On the other hand, Kool A.D.’s solo career has stayed firmly in the realm of the hyper-referential Dadaist experiments of Das Racist’s early songs. His first semi-high-profile mixtape was the eyebrow-raising The Palm Wine Drinkard, and while songs like “Titties Out” and “Girls and Women” were fun, they weren’t really rap at all. His follow up, 51, is a great Bay Area rap album that alternates between hazy, nostalgic beats and more energetic slaps by local legends like Young L and Trackademics. Kool A.D. has said in interviews that his favorite poetic device is repetition, and well, that’s what he does. Who would have thought that mumbling “Manny Pacquiao” over and over again would make a good hook? The lazy chill of 51 came up right against the abrasiveness of Nehru Jackets, and the gap between the duo suddenly became clear.

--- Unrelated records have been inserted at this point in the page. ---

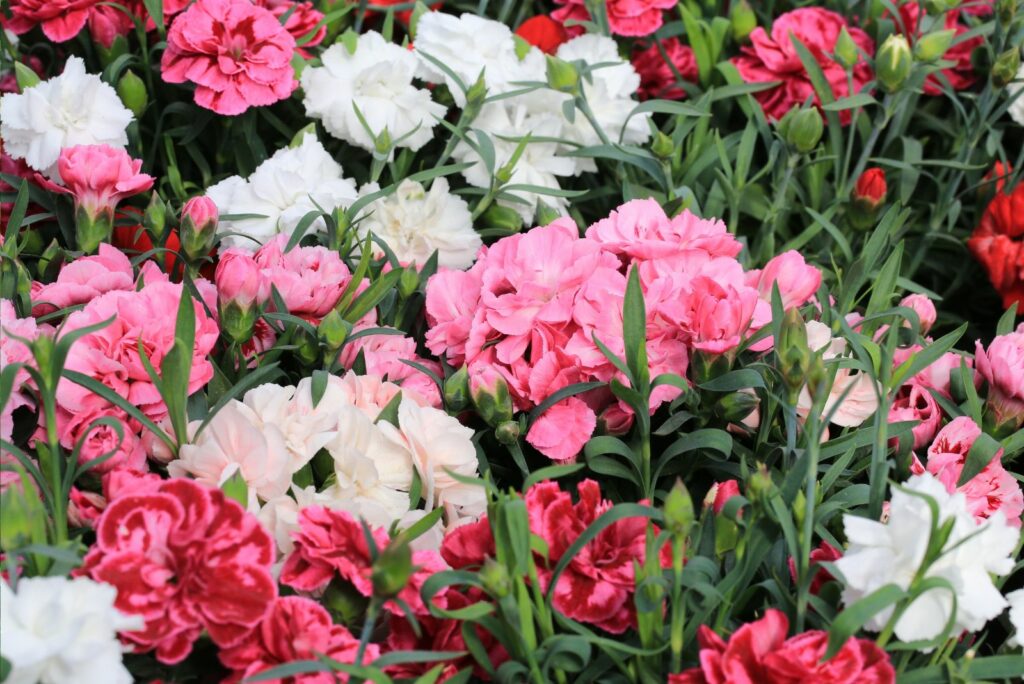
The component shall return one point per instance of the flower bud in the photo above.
(495, 578)
(678, 510)
(662, 146)
(804, 129)
(505, 218)
(1005, 69)
(846, 49)
(132, 93)
(92, 227)
(457, 389)
(507, 432)
(333, 331)
(409, 282)
(392, 569)
(893, 62)
(934, 45)
(562, 76)
(199, 227)
(155, 219)
(742, 20)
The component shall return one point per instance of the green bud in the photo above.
(507, 432)
(846, 49)
(91, 229)
(505, 218)
(679, 510)
(409, 282)
(457, 389)
(1006, 67)
(734, 407)
(804, 130)
(893, 62)
(26, 77)
(333, 331)
(237, 322)
(392, 569)
(495, 578)
(662, 146)
(562, 76)
(155, 219)
(131, 89)
(934, 45)
(742, 20)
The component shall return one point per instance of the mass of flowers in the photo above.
(625, 341)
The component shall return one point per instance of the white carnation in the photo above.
(283, 189)
(469, 45)
(893, 552)
(508, 121)
(69, 110)
(415, 223)
(60, 631)
(609, 93)
(377, 79)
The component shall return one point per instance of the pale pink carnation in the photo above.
(237, 53)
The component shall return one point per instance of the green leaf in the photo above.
(853, 616)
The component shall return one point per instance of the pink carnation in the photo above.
(774, 57)
(991, 489)
(111, 355)
(626, 17)
(295, 629)
(83, 280)
(658, 77)
(598, 584)
(98, 176)
(238, 55)
(187, 560)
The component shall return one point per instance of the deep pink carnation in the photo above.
(626, 17)
(238, 55)
(773, 57)
(187, 560)
(659, 78)
(598, 584)
(111, 355)
(294, 629)
(759, 651)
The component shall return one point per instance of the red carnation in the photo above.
(543, 32)
(187, 560)
(295, 629)
(998, 244)
(657, 77)
(597, 586)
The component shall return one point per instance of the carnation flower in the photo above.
(987, 492)
(295, 629)
(74, 109)
(626, 17)
(659, 74)
(111, 354)
(759, 651)
(415, 223)
(375, 80)
(283, 189)
(61, 630)
(893, 552)
(237, 53)
(471, 45)
(187, 560)
(774, 57)
(598, 584)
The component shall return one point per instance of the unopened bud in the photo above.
(934, 45)
(893, 62)
(131, 89)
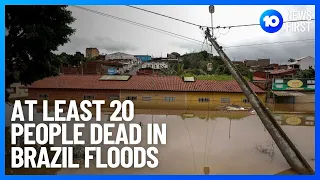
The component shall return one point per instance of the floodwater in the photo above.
(226, 142)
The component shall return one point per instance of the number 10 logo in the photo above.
(271, 21)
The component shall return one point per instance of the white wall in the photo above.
(119, 56)
(155, 65)
(306, 62)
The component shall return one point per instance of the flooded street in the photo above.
(226, 142)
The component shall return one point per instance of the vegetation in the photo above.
(25, 171)
(195, 64)
(308, 73)
(32, 34)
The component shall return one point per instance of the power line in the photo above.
(198, 42)
(216, 27)
(257, 24)
(166, 16)
(272, 43)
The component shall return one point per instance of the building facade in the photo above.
(302, 63)
(145, 91)
(143, 58)
(17, 91)
(92, 52)
(294, 94)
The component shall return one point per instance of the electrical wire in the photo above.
(217, 27)
(273, 43)
(166, 16)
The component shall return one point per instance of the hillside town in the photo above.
(132, 71)
(245, 106)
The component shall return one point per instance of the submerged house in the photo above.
(294, 94)
(149, 92)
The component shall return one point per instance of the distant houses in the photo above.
(171, 92)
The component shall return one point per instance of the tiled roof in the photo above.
(283, 71)
(143, 83)
(259, 78)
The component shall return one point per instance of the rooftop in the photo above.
(143, 83)
(282, 71)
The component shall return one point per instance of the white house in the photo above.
(17, 90)
(302, 63)
(155, 65)
(158, 63)
(127, 60)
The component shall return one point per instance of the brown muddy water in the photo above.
(226, 142)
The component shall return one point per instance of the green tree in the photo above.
(32, 34)
(176, 54)
(307, 73)
(291, 60)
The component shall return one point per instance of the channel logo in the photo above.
(271, 21)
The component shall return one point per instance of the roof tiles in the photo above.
(142, 83)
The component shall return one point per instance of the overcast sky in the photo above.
(111, 35)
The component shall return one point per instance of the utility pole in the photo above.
(211, 10)
(287, 148)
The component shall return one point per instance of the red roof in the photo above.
(283, 71)
(259, 78)
(143, 83)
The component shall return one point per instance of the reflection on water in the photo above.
(226, 142)
(297, 107)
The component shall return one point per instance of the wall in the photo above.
(144, 58)
(306, 62)
(18, 91)
(119, 56)
(155, 65)
(157, 99)
(309, 98)
(74, 94)
(150, 99)
(92, 52)
(186, 100)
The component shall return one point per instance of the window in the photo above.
(245, 100)
(132, 98)
(11, 90)
(310, 86)
(203, 100)
(310, 82)
(225, 100)
(43, 96)
(278, 81)
(169, 99)
(88, 97)
(114, 97)
(146, 98)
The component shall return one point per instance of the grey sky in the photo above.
(110, 35)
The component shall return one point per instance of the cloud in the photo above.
(104, 44)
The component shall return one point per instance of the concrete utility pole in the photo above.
(211, 10)
(287, 148)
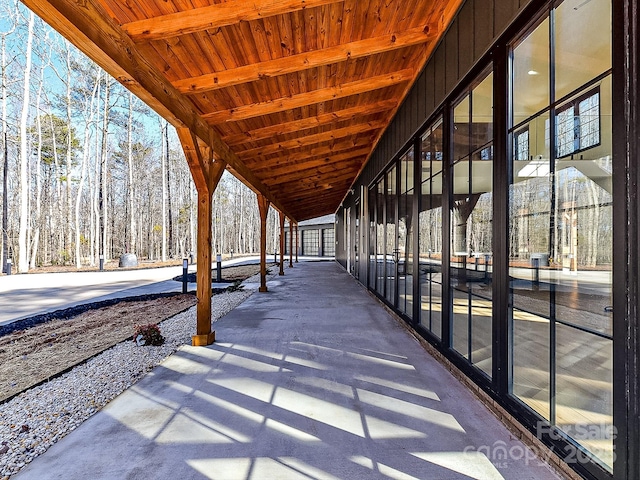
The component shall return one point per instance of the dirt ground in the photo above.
(30, 356)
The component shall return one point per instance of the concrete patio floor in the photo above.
(312, 380)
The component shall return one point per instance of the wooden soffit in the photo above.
(292, 95)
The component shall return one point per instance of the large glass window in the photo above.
(430, 228)
(560, 223)
(472, 224)
(391, 236)
(372, 237)
(380, 239)
(328, 242)
(405, 234)
(310, 242)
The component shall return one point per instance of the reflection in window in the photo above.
(578, 125)
(472, 226)
(521, 145)
(560, 227)
(310, 242)
(430, 229)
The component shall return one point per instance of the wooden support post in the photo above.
(290, 243)
(206, 174)
(263, 206)
(281, 243)
(204, 335)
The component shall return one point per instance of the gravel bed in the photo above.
(36, 419)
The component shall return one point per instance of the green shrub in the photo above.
(148, 335)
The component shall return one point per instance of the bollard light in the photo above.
(185, 267)
(218, 268)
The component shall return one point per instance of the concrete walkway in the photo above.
(312, 380)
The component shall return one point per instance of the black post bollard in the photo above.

The breakup is tough to take, but it makes sense. The solo stuff hasn’t been as good as “Shut Up, Dude” or “Sit Down, Man” thus far, but now that they aren’t tethered to each other, they have the freedom to surprise people again. Whatever they do next, their legacy as resuscitators of legitimate hip-hop is already assured, with the recent boom in alternative New York rap directly traceable to Heems Greedhead label. So dry your eyes, Wesleyan; there are probably plenty of bizarre hijinx in the future.